Ein schönes Beispiel, wie kompliziert in Deutschland alles ist. Die Stadtwerke wollten im Vorjahr eigentlich loslegen, wurden aber von München zurückgepfiffen. Das sei Aufgabe der Stadt. Daraufhin hat die Stadt einen Antrag gestellt, weil es für eine solche Wärmeplanung schöne Zuschüsse gibt. Der Antrag ist aber noch nicht bewilligt. Und so lange der Schwebezustand anhält, kann es mit der Wärmeplanung nicht losgehen, weil man ansonsten die Zuschüsse zu verlieren droht.

Wenn die Wärmeplanung nicht zu ihren Aufgaben gehört, was tun die Stadtwerke dann für diese Energie- und Wärmewende?

Die Stadtwerke betreiben derzeit drei Nahwärmenetze: im O´Brien-Park, in der Flurstraße und am Wasserwerk. Aber das kann nur ein Anfang sein, wie Geschäftsführer René Lukas einräumt. Vor allem im Altstadtbereich erscheinen Nahwärmenetze die sinnvollste Alternative, um Gebäude weitgehend klimaneutral zu beheizen. Denn individuelle Lösungen sind dort mancherorts nur schwer umzusetzen. Zum Beispiel dann, wenn das Altstadthaus an allen vier Seiten auf der Grundstücksgrenze steht.

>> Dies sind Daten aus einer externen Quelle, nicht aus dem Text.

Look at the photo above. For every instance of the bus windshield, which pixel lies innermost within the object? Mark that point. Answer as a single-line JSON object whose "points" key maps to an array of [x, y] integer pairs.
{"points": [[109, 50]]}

Lukas weiß, dass Millioneninvestitionen auf den Energieversorger zukommen. Dabei ist es schon eine Herkulesaufgabe, wie versprochen bis 2030 jedem Schwabacher Privathaushalt 100 Prozent Ökostrom anzubieten. Die installierte Leistung muss dazu in den nächsten sieben Jahren mehr als verdoppelt werden, Lukas rechnet mit Investitionen in Höhe von 54 Millionen Euro. Dabei kann der ganze Strom gar nicht in den engen Stadtgrenzen erzeugt werden. Aber die Stadtwerke sind an einer ganzen Reihe von Windparks und Freiflächen-PV-Anlagen beteiligt. Vor Ort dürfe man aber nicht die Hände in den Schoß legen. „Es kommt auf jedes Dach an“, so der Stadtwerke-Geschäftsführer.

Die Ampel wollte doch auch Kaminöfen, Holz- und Pelletsheizungen verbieten, oder?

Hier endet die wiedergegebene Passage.